Sono mummie, lemuri della parola che Enzo Moscato ritrova per mettere in scena alla Galleria Toledo il suo Lingua, carne, soffio tragitto epidemia per Antonin Artaud.
"Sabbia mobile, su cui scrivere, di continuo, parole di continuo cancellate", questo è il teatro per Moscato, questa è la malattia la contaminazione, la pestilenza che disfa corpi e pensieri, e Artaud è ispirazione, punto di fuga all'infinito, richiamo ineludibile, seduzione malvagia e malata per un rito insano e seducente. Dopo quattro anni Enzo Moscato mette ancora una volta mano al suo Lingua, carne… ed incontra nuovamente quelle ansie fatte spettacolo, mentre la Galleria Toledo diventa ancora una volta "luogo di culto", sala prediletta da questo autore ed attore napoletano tanto singolare quanto avaro delle consolazioni emozionali cui ci abitua il teatro.

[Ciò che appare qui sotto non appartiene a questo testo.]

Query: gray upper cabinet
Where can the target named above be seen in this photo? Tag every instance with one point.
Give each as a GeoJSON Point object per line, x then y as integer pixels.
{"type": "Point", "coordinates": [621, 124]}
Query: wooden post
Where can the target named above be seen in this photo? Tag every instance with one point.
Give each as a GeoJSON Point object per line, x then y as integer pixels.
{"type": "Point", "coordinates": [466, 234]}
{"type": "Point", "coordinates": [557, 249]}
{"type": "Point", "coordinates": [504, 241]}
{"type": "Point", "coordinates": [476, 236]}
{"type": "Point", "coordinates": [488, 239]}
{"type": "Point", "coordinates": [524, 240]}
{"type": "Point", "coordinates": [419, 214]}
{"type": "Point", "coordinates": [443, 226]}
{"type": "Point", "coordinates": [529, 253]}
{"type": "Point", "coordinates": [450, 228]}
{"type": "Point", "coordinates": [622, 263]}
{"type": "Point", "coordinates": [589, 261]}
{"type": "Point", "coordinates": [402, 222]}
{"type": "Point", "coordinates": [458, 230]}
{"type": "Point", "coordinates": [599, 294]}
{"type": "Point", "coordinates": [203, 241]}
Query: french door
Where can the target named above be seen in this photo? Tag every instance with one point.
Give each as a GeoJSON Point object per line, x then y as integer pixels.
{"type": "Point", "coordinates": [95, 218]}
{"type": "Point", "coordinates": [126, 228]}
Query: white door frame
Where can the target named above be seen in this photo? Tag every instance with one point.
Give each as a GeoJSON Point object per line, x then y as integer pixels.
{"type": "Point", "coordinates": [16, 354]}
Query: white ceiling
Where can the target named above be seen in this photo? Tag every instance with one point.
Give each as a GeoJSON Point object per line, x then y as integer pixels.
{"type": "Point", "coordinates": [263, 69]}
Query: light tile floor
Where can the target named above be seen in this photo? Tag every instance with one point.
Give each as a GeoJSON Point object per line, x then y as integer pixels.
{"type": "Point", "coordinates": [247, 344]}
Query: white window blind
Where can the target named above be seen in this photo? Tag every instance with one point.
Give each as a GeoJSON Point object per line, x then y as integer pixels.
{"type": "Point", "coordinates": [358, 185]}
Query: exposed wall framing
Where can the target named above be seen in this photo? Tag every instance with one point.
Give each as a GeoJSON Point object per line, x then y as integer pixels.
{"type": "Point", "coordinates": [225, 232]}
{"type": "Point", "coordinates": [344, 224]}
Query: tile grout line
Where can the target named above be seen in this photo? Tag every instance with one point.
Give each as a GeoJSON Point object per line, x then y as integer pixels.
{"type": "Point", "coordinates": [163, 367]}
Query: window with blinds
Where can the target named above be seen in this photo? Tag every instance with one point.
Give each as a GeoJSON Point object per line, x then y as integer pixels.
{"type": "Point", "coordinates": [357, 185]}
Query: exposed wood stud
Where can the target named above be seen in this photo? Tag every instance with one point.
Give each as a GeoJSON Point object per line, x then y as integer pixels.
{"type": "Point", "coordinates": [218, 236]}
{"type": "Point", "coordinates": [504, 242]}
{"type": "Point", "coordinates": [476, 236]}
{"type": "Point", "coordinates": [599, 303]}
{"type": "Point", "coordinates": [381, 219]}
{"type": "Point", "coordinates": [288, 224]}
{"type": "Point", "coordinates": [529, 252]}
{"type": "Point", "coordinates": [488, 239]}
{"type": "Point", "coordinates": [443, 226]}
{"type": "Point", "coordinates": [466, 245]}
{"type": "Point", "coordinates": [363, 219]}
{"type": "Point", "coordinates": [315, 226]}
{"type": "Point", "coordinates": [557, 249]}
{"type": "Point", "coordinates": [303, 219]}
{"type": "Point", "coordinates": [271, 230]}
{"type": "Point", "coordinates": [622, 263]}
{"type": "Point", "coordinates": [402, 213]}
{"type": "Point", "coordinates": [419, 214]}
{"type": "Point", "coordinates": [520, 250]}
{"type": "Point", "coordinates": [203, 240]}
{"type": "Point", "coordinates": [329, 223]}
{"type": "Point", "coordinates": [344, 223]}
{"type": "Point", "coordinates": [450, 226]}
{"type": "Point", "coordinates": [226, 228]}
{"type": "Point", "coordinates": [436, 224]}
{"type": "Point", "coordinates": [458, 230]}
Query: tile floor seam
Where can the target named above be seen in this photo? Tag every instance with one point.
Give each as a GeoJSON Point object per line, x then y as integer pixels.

Riscrivere di continuo, imperativo d'autore - attore - regista, e quindi questo spettacolo non sarà certo quello del lontano gennaio del 1997, ma diverso ed intenso pur nell'impianto doloroso. Oggi altri brividi si accumulano a quelli, invenzioni e citazioni, accennate ironie, segmenti musicali e canzoni che s'incuneano all'improvviso nel gioco cupo degli attori. Ombre e fantasmi, mummie avvolte in sudari disfatti, bianche apparizioni che popolano l'incubo faticoso, essenza stessa della babelica scrittura di Enzo Moscato in scena con Tata Barbalato, Gino Grossi, Carlo Guitto, Salvi Moscato, Giuseppe Scovito e le giovanissime e ormai consuete presenze di Francesco, Peppe, Gianki Moscato e Giuseppe Affinito.

Giulio BAFFI, "la Repubblica", 11 marzo 2001.